Almost across the board, pass and permit sales were up over last year and, in some cases, all previous years. Antelope licenses? Highest ever. Resident daily fishing licenses? Highest ever. Mountain lion applications? 30% more.

Even the so-called iron rangers — the drop boxes at more remote recreation areas — collected a 235% increase in entry fees. More users than ever were discovering, or rediscovering, these unstaffed recreation areas, like Rock Creek Lake near Benkelman, Walgren Lake near Hay Springs and Danish Alps in Dakota County, Swenson said.

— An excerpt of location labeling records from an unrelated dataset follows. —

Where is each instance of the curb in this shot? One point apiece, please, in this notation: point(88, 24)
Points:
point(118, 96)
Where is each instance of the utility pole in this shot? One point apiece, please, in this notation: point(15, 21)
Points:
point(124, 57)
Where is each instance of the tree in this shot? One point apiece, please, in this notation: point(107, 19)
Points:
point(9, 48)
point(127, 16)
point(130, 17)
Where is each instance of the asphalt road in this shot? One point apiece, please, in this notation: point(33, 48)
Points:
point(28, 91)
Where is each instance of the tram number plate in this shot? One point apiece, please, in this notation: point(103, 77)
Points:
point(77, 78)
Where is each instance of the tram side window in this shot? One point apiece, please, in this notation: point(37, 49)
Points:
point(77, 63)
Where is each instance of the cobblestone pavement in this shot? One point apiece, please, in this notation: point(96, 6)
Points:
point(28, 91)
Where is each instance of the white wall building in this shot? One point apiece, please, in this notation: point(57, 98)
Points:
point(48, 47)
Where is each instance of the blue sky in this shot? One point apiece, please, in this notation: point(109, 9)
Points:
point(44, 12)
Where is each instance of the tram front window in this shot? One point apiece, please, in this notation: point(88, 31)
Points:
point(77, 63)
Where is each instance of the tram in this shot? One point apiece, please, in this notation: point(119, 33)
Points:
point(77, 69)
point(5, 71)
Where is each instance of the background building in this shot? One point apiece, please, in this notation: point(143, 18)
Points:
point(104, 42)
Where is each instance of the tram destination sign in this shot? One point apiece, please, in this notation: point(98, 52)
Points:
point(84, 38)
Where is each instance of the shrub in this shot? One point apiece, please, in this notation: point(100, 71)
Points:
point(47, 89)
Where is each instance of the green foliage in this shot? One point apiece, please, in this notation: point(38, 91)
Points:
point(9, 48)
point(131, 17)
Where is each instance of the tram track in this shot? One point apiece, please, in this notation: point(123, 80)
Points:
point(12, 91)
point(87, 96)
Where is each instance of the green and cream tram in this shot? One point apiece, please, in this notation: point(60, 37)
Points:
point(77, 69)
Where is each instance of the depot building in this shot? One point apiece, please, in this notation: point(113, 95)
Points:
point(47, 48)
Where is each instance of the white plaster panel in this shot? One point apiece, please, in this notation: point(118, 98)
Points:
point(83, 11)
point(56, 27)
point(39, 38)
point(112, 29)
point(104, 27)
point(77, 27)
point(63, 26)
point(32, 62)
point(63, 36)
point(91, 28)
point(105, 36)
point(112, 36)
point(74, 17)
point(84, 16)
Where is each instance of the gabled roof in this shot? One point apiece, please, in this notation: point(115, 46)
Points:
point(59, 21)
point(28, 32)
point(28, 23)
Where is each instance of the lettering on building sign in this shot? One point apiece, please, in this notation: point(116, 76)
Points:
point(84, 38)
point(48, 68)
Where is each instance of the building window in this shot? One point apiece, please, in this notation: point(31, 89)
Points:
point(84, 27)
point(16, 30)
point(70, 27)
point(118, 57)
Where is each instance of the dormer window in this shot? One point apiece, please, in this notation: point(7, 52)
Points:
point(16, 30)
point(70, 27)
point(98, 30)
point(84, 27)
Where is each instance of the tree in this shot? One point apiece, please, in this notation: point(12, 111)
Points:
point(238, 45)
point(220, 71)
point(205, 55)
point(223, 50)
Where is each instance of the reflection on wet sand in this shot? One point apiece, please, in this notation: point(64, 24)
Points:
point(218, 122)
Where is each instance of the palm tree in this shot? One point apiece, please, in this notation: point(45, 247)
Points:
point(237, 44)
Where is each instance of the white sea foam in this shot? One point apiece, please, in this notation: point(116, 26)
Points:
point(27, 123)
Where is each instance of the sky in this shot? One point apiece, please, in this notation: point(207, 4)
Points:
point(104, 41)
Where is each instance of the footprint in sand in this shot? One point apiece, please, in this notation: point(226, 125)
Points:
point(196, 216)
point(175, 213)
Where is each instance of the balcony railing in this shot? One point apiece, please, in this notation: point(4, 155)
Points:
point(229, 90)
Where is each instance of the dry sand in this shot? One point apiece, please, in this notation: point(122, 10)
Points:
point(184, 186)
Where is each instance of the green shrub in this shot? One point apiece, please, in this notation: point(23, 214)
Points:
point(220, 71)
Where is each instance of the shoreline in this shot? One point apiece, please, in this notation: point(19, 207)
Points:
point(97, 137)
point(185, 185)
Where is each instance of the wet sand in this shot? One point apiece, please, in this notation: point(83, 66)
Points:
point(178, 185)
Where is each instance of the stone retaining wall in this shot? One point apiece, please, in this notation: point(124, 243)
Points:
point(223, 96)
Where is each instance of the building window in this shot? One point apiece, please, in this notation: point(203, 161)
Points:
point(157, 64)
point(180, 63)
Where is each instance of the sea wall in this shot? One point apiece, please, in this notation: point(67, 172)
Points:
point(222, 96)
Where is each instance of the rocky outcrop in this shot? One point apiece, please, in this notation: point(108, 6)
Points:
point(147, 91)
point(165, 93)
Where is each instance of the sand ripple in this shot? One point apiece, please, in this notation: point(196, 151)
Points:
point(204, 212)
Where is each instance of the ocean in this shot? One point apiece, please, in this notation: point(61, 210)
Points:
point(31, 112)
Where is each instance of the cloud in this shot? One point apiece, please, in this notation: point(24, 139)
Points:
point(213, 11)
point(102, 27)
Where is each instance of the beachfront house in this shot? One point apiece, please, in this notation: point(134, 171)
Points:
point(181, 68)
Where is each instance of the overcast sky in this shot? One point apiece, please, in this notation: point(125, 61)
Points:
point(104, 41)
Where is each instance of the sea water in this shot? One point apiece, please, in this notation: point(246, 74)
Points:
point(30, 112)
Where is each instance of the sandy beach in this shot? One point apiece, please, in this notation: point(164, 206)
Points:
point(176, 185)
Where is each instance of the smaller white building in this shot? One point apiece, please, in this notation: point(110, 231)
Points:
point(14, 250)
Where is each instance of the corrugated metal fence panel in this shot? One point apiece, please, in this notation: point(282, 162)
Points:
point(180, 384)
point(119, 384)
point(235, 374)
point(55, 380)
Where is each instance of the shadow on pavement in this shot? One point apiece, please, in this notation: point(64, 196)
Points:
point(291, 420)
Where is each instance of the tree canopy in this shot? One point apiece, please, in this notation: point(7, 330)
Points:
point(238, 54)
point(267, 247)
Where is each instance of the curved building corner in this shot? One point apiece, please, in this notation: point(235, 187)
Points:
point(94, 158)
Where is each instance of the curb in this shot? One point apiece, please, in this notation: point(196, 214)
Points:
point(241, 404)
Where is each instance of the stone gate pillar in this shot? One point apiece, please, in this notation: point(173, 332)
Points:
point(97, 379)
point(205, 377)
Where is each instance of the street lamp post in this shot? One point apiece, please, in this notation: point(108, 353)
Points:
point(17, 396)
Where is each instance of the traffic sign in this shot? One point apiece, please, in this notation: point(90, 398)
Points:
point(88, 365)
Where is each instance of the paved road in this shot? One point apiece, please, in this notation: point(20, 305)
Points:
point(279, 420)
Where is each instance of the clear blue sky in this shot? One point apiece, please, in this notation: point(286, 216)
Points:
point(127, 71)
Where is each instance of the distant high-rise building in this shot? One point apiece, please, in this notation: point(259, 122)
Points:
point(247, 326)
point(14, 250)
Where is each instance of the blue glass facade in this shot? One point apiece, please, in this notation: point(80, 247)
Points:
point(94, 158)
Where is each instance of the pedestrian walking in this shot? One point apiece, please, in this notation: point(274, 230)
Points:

“The fact that permit sales were spiking and growing in those areas was a bit surprising.”

But despite the surge in demand, the commission’s 2020 numbers depict a good news-bad timing scenario. “I describe it with a bit of irony, to be honest with you,” Swenson said.

Here’s why: When people wanted the park system the most, the state couldn’t give them most of the park system, at least not early in the pandemic.

“We were becoming the most relevant opportunity on the landscape,” Swenson said. “And we had limitations we had to sort through, all for proper caution.”

The commission wasn’t immune to coronavirus-related restrictions, and the steps it took to prevent the spread of COVID-19 and protect staff and guests cost it nearly $4.5 million in revenue, the bulk of it from unrented cabins and empty lodges.

Mahoney State Park, 1.27

A cabin in Mahoney State Park. 

In March, the commission closed its visitor centers and playgrounds. Then it shut its 230 cabins and lodge rooms. Next came its 11,000 campsites and, later, its swimming beaches.

It was following state directed health measures, seeking advice from public health departments and following Centers for Disease Control and Prevention protocols, Swenson said.

Despite the limited closures, it made some financial gains. Tent and RV camping was up nearly $600,000 over last year. Annual park entry sales were up nearly $650,000.

So while the game side of Game and Parks — hunting and fishing — generated more than $27 million, or $763,000 more than in 2019, the parks side earned just short of $22.4 million, or $4.4 million less than the year before.

And 2019 wasn’t even a good year for comparison, Swenson said, because the state’s widespread flooding put a dent in park attendance that year.

The commission had enough of a reserve that it can weather the consecutive economic blows, so it hasn’t had to seek additional funding, and it didn’t have to make any layoffs, Swenson said. It did save money by not filling all of its positions it would normally need for a busy summer season.

It also kept its employees busy during the closures and limits, catching up on maintenance, painting and patching worn equipment.

His staff can get too busy to keep up during normal years.

“We made full use of the time we had to get ahead. That’s one of the positive sides of the scenario: It gave us an opportunity to help improve our facilities.”